THE BUSINESS EXECUTIVE AS EDUCATOR
The sleek car that zoomed past sported a sticker telling passers-by that the owner was a ‘proud parent’ of a child at a certain institution. The pride of course was for the fact that this institution was exclusive to the privileged elite on account of its appallingly high tuition fee. My initial reaction was openmouthed disbelief. Eventually it sank in… the reason for the parent’s pride was not the child’s achievement or act of merit, but the fact that they could pay that outrageously high fee for a select, exclusive education. The distasteful sticker was issued, of course, by the school itself. The particular school happens to be top-notch within a system that metes out education according to buying power. It consists of schools varying in standards of education and resources according to the tuition fee rates. Such a system helps to perpetuate a rigid social stratification based on class, utterly ruining any semblance of meritocracy within which an education system truly delivers, making social mobility possible.

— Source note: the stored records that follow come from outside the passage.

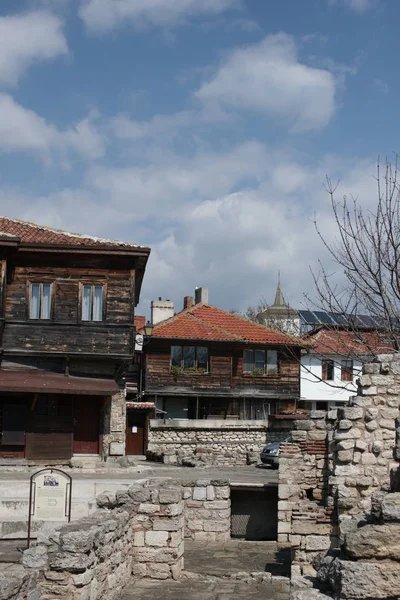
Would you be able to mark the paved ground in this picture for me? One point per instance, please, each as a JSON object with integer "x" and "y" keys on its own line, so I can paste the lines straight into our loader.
{"x": 257, "y": 475}
{"x": 200, "y": 589}
{"x": 208, "y": 568}
{"x": 235, "y": 556}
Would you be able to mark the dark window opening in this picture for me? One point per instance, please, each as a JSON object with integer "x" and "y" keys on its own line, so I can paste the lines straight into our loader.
{"x": 327, "y": 370}
{"x": 190, "y": 358}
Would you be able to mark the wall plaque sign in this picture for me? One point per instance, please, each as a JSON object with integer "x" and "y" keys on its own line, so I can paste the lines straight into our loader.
{"x": 50, "y": 497}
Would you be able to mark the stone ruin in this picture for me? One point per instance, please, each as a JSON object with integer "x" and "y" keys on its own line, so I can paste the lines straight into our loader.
{"x": 339, "y": 494}
{"x": 136, "y": 533}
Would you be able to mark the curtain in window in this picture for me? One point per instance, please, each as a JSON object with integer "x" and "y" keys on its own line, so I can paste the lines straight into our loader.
{"x": 35, "y": 301}
{"x": 259, "y": 359}
{"x": 98, "y": 303}
{"x": 86, "y": 302}
{"x": 45, "y": 308}
{"x": 202, "y": 357}
{"x": 188, "y": 357}
{"x": 248, "y": 361}
{"x": 176, "y": 356}
{"x": 272, "y": 361}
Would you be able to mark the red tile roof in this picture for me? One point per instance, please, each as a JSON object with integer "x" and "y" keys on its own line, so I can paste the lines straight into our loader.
{"x": 338, "y": 341}
{"x": 205, "y": 322}
{"x": 30, "y": 233}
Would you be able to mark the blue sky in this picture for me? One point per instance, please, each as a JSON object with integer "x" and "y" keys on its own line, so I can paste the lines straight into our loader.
{"x": 203, "y": 129}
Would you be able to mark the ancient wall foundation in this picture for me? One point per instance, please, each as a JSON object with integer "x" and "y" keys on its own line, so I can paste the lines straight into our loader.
{"x": 136, "y": 533}
{"x": 339, "y": 500}
{"x": 207, "y": 510}
{"x": 205, "y": 442}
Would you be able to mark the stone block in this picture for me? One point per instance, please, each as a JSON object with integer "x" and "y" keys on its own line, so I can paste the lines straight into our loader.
{"x": 148, "y": 509}
{"x": 199, "y": 493}
{"x": 35, "y": 558}
{"x": 345, "y": 456}
{"x": 210, "y": 494}
{"x": 168, "y": 523}
{"x": 353, "y": 413}
{"x": 317, "y": 542}
{"x": 360, "y": 580}
{"x": 390, "y": 507}
{"x": 216, "y": 525}
{"x": 169, "y": 495}
{"x": 156, "y": 538}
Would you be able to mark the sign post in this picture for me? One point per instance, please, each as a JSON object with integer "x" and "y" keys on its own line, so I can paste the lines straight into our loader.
{"x": 50, "y": 497}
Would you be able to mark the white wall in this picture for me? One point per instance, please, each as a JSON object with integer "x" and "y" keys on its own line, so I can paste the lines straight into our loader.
{"x": 312, "y": 388}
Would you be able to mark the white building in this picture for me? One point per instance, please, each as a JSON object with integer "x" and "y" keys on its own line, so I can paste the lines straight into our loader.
{"x": 328, "y": 378}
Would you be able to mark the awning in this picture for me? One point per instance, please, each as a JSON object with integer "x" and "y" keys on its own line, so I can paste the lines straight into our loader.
{"x": 55, "y": 383}
{"x": 141, "y": 405}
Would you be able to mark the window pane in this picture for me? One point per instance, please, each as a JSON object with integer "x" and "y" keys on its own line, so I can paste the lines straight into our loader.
{"x": 35, "y": 301}
{"x": 327, "y": 370}
{"x": 86, "y": 302}
{"x": 176, "y": 356}
{"x": 98, "y": 303}
{"x": 247, "y": 361}
{"x": 188, "y": 357}
{"x": 347, "y": 370}
{"x": 202, "y": 357}
{"x": 45, "y": 307}
{"x": 272, "y": 361}
{"x": 259, "y": 359}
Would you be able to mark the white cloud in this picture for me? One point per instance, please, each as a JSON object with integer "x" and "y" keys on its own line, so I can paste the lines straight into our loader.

This is marketized education at its worst; education reduced to a commodity. It defies the idea that education is a universal birthright to better the lives of all human beings, and is an affront to egalitarian social ideals. And yet this marketization of education in urban Pakistan has been subtly under way since years, and no one batted an eyelid. Its consequences which are only beginning to show up, are nightmarish, privileging the financial elite by education, enabling them to be at the helm of positions of power and influence in the bureaucracy and industry, media and education. Those denied the privilege for their financial inability are forever condemned to menial working class positions demanding clerical servility to perpetuate the system made by and for the financial elite.
This has largely been made possible through the rise of the business executive as educator and policymaker. Graduates in business, marketing and management run administrations of educational institutions, equipped with all the clever arts of moneymaking, profiteering, competing and selling. They have never stood on the giving end of a classroom, are completely ignorant of human psychology and educational philosophy, unaware of the nuances of the complex process of learning. Trained in the art of selling for profit, they lack the vision to educate for the sake of education. They educate for business, and so function as indispensable, core elements of the commercialized private schooling system.
The great irony is when this system places the average business graduate as educational administrator over the academic, making and dictating educational policy. Such policy then is driven primarily by the profit motive. In this commercialized milieu, the educator, teacher and giver of knowledge is a worker in the system serving a clientele that generates the money. Hence the client is cosseted to perfect satisfaction for his money, and the educator slavedriven to provide that to impossible perfection. Teachers in Pakistan’s private schools continue to be heavily overworked and perpetually underpaid.
The subjugation of the academic to the professional businessman is at the core of the marketization of education. Business graduates trained to keep up the utilitarian-capitalist economy administer the system, making policy that utterly lacks any understanding of the functions and nature of education as well as any genuine concern for social uplift, human empowerment and liberation through education. In my experience as a teacher, I have come across among most urban English-medium private schools a systematic and deliberate trend discouraging value education and traditional disciplines like oriental languages or religious studies because they have little material worth in a cutthroat economy. Students graduate with the ruinous notion that a spattering of accented English gives them the right to social superiority and is enough to sweep anyone off their feet; or that a skill at gadgetry is of highest value in landing oneself a high paying job. Their years of education often fail to humanize, enlighten and enrich them with wisdom, compassion or humility even as they sport all the paraphernalia of wealth and good taste. They are perfectly finished products of the system- cogs in the machine, and yet unable to truly live the enervating yet edifying epic struggles of human life.
In the private education system, the business graduate not only takes the fattest cheque home, he helps to keep in place the system that created him and put him over the educator, visionary and academic. The human products of marketized education are a tawdry triumph of this system that privileges a particular social class over the rest.